Setting a specific time to talk about college-related matters takes pressure off other times and frees everyone up to enjoy family dinners, sporting events, and other occasions that sometimes get clouded by the college process.

2. Be As Honest As You Can With Yourself and With Your Parent/Child

I have counseled hundreds of families through the college process, and the families who start off with honesty, even if it’s difficult honesty, always end up happiest. Probably the area that causes the most difficulty in my experiences has been talking about MONEY. Many parents don’t want to talk to their teens about the financial status of the family, for one reason or another.

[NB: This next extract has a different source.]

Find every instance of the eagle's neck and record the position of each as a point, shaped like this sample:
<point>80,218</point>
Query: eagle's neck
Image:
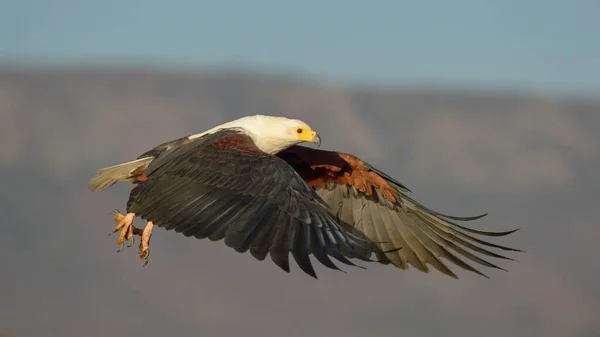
<point>266,144</point>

Yet failing to tell students what options are financially possible leaves them feeling confused and less focused on what needs to be done. Other common scenarios I have seen through the years involve students not telling parents what they really want to do out of fear of disappointing them; divorced parents not communicating well (or at all) with each other; and both adults and teens hiding how a part of the process made them feel (pressured, left out, sad, etc). Honest and effective family communication can go so, so far towards identifying the right college goals for your situation and generating great options, because you are working together as a team!

3. Embrace Conflict… and Humor :0)

In my graduate work, the professor of my Adolescent Psychology class said something I never forgot – “If your teen is fighting with you, that’s a good thing.” He went on to explain that conflict is a healthy form of individuation, which is the job of adolescence and early adulthood.

So, parents who stick with their teens through arguments, and teens who are fighting with their parents (at a healthy level) are actually in productive, growing relationship. Each year, I relive the emotional intensity of the college process with families, and I know it can be exhausting!

Prepare yourself for, and welcome, opportunities to disagree, hear each other’s perspectives, and fight it out ‘til the end, where you can reach mutual resolution. It will take energy and good listening and a lot of love. I’ve seen so many families do it that I believe overwhelmingly in the power of parents and children to love and help each other through this time.
Finally, one of my favorite tools for navigating emotional intensity is humor – don’t forget to have a laugh when the opportunity arises, even at your own expense!